Additionally, other checks may be applied to the mixture model coefficients or calculated enthalpies in order to ensure that the models described in the configuration information agree with the observed data.
The set of criteria applicable to NTC samples may be used to determine the quality of the acquisition system and determine if contamination of the sample has occurred. Like the criteria for the WT CTRL sample, the criteria depend upon whether an ITC is being used or not. The ITC information, as well as all decision thresholds on the sample, can be included in the configuration information 213 that is specific to the considered assay. Table 3 lists the features and successive criteria for the decision making for NTC samples. The subscript “confg” is used to indicate that the value is contained in the configuration information 213.
Similarly, other checks may be applied to the mixture model coefficients or calculated enthalpies in order to ensure that the models described in the configuration files agree with the observed data.
The set of criteria applicable to unknown samples can be used to determine the underlying genotype of these samples. An unknown sample can be one of three basic genotypes: HET, HOM, and WT for the targeted mutation. Depending on the targeted DNA mutation being analyzed and on the design of the assay, one or more off-target mutations (also called non-targeted mutations or sub-variants) may be revealed. These non-targeted mutations, if present in a sample, may be observed in the acquired negative derivative curve as having different HET and HOM genotype features than that for the targeted mutation. As an example, Hemochromatosis (HFE) mutation assays may include additional HOM and HET shape negative derivative curves for non-target mutations. Therefore some embodiments account for any known non-target mutations during the genotyping-decision process for an unknown sample. Non-target mutations that are infrequently encountered or unknown prior to creation of the configuration information 213 for a given assay may be determined to be “Not Assigned” (NA) for a genotype. However, in some embodiments, all known non-target mutation genotypes may be defined in the configuration information 213 for each given assay.

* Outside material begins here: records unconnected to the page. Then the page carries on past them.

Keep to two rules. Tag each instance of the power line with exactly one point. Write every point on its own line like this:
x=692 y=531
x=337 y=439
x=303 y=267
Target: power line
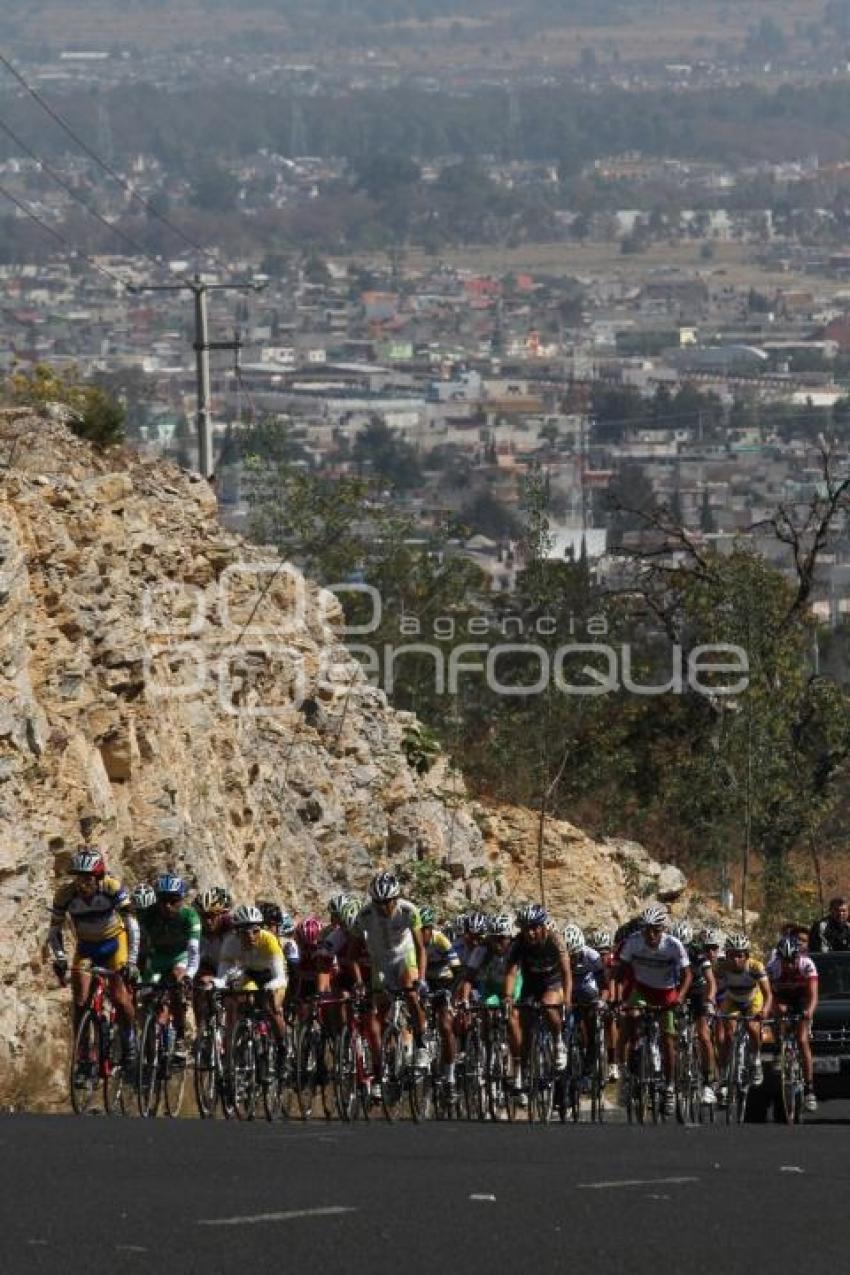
x=106 y=167
x=55 y=176
x=60 y=239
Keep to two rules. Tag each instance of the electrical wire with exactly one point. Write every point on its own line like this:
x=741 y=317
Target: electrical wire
x=116 y=176
x=60 y=239
x=55 y=176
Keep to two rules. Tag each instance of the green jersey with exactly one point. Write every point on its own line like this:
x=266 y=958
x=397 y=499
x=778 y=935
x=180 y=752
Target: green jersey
x=170 y=935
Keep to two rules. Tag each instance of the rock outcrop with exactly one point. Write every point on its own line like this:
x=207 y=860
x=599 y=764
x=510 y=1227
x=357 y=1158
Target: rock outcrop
x=182 y=699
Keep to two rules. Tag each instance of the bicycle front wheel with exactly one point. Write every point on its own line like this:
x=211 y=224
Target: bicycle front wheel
x=205 y=1078
x=114 y=1099
x=149 y=1079
x=790 y=1084
x=86 y=1062
x=391 y=1072
x=242 y=1069
x=173 y=1079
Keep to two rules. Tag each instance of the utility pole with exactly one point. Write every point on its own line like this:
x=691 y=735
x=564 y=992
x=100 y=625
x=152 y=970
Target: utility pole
x=203 y=346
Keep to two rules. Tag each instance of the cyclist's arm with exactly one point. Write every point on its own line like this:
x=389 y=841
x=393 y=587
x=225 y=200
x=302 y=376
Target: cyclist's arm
x=193 y=956
x=711 y=986
x=421 y=950
x=566 y=976
x=278 y=969
x=131 y=927
x=767 y=995
x=510 y=981
x=55 y=937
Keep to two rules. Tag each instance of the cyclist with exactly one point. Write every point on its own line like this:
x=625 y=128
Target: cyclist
x=701 y=1002
x=309 y=933
x=602 y=941
x=172 y=933
x=389 y=928
x=832 y=932
x=794 y=983
x=213 y=908
x=746 y=991
x=444 y=961
x=589 y=978
x=659 y=974
x=252 y=960
x=539 y=955
x=106 y=932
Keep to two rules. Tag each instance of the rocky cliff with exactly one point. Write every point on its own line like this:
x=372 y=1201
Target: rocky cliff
x=184 y=700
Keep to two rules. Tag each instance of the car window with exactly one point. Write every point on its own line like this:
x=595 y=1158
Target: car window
x=834 y=976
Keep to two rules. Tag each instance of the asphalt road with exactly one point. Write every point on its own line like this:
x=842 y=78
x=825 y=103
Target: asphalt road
x=106 y=1195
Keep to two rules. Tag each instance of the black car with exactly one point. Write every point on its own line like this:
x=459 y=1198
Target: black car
x=831 y=1027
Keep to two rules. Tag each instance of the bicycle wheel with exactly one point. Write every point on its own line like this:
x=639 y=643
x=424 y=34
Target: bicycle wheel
x=114 y=1100
x=269 y=1075
x=421 y=1083
x=391 y=1072
x=345 y=1075
x=474 y=1093
x=687 y=1080
x=312 y=1070
x=173 y=1078
x=242 y=1070
x=86 y=1062
x=149 y=1078
x=598 y=1072
x=790 y=1083
x=542 y=1076
x=496 y=1076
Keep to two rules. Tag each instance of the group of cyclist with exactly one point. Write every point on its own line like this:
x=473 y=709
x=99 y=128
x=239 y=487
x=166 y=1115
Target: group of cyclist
x=389 y=945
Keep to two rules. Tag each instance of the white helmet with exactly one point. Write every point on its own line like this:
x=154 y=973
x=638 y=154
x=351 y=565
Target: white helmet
x=574 y=939
x=682 y=931
x=246 y=914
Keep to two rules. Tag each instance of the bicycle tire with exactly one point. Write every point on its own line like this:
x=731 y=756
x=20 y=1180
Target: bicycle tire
x=173 y=1080
x=474 y=1067
x=114 y=1095
x=269 y=1075
x=542 y=1076
x=345 y=1075
x=84 y=1069
x=149 y=1076
x=205 y=1076
x=421 y=1084
x=790 y=1083
x=242 y=1070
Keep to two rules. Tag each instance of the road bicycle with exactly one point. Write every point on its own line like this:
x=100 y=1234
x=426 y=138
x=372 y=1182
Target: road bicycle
x=255 y=1058
x=353 y=1063
x=738 y=1071
x=538 y=1065
x=400 y=1076
x=212 y=1086
x=97 y=1057
x=312 y=1070
x=162 y=1074
x=644 y=1081
x=790 y=1069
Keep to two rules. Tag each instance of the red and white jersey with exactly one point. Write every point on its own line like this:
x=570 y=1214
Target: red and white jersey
x=790 y=982
x=660 y=968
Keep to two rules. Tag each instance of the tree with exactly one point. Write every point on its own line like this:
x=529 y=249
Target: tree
x=92 y=413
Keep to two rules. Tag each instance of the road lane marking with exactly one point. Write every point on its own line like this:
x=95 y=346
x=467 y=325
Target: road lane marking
x=289 y=1215
x=632 y=1182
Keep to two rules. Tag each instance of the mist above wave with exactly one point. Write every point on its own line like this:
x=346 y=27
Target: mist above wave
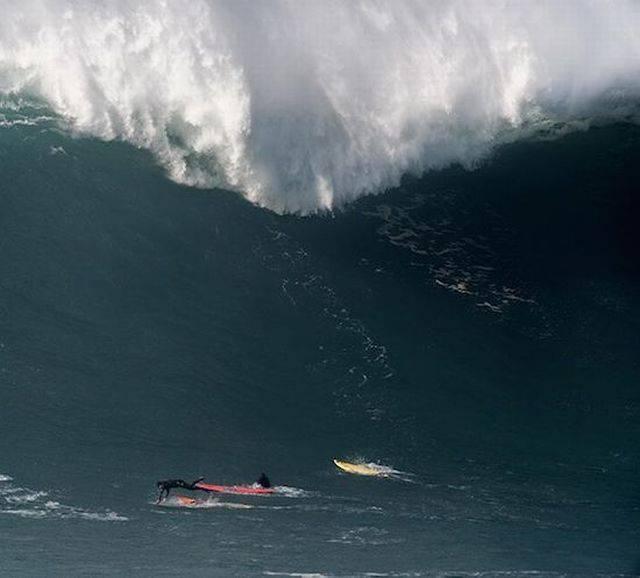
x=304 y=105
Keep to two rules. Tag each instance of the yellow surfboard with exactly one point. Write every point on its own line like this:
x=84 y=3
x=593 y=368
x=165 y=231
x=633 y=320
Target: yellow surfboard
x=359 y=469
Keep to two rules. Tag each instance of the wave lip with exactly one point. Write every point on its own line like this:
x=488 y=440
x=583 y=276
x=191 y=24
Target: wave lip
x=304 y=106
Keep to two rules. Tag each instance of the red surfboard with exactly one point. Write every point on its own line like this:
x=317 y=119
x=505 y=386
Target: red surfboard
x=234 y=489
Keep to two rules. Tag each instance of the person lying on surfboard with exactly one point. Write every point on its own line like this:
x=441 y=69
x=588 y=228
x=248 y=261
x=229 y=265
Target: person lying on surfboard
x=165 y=486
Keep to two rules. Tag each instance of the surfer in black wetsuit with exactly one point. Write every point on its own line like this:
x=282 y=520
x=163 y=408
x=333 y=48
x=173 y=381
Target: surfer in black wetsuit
x=263 y=481
x=165 y=486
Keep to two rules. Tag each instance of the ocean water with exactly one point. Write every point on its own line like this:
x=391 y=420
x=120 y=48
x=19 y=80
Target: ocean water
x=218 y=259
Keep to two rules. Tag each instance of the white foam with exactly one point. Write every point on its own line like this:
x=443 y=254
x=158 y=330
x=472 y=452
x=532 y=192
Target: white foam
x=306 y=105
x=33 y=504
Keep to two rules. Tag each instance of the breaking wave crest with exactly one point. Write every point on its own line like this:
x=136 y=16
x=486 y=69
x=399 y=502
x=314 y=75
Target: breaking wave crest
x=306 y=105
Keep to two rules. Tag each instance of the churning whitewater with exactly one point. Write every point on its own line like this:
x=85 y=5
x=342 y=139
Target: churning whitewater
x=306 y=105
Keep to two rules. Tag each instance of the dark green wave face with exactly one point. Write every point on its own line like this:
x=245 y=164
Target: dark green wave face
x=474 y=334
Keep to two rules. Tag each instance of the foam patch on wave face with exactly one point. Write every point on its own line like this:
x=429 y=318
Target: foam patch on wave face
x=28 y=503
x=307 y=105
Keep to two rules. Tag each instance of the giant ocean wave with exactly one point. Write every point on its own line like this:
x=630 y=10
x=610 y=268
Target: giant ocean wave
x=306 y=105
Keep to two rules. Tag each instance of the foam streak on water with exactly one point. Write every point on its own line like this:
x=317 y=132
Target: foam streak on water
x=306 y=105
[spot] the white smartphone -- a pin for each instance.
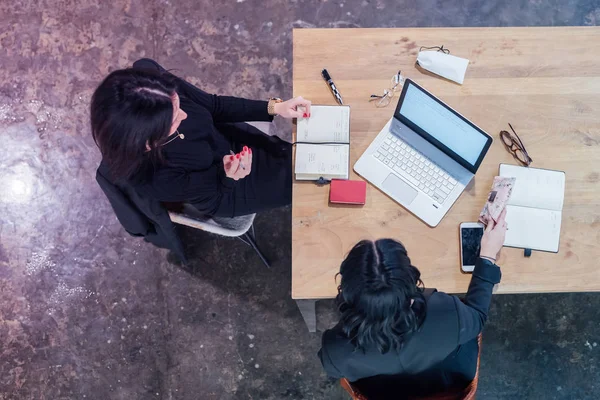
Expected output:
(470, 244)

In the configuration information 213, the naming or labeling of targeted and non-target homozygous or heterozygous mutations may contain either “HET” or “HOM.” For example, if there are two HOM-type and three HET-type genotypes that have been observed on a considered assay, then the configuration information 213 for this assay could indicate that there are up to six possible genotypes. The genotypes could be named as follows: WT, HOM1, HOM2, HET1, HET2, and HET3. Although the resulting sample genotyping may be conveyed as such, some embodiments further relabel the genotyping result as ‘Present’, ‘Absent’, ‘No-call,’ or ‘Invalid Test’.
Whether there are targeted and non-targeted HET and HOM genotypes for a given assay, the decision process may rely on typical features of HET versus WT and HOM versus WT, as explained below:
HET samples present two nearby distinct peaks on the negative derivative curve for the amplicon site as compared to only one peak for the negative derivative curve of a WT control sample. Because detection of two peaks on the negative derivative curve for a HET sample may fail in some situations, a difference of either the left or right side of the sample's melting curve may be performed against the WT control sample's negative derivative curve, after alignment and rescaling of the major peak. The determination whether to perform a left-sided curve difference or a right-sided curve difference is made with the result of the MM fit process. Each reaction resulting from the MM fit is compared to the WT CTRL sample. The reaction model which has a maximum fluorescence that is located at a temperature point nearby the WT CTRL melting temperature is labeled as the major peak. The location of the secondary peak with respect to the major peak indicates the side of the curves to be used for the curve difference. This curve difference permits identification of the HET samples from among other genotypes.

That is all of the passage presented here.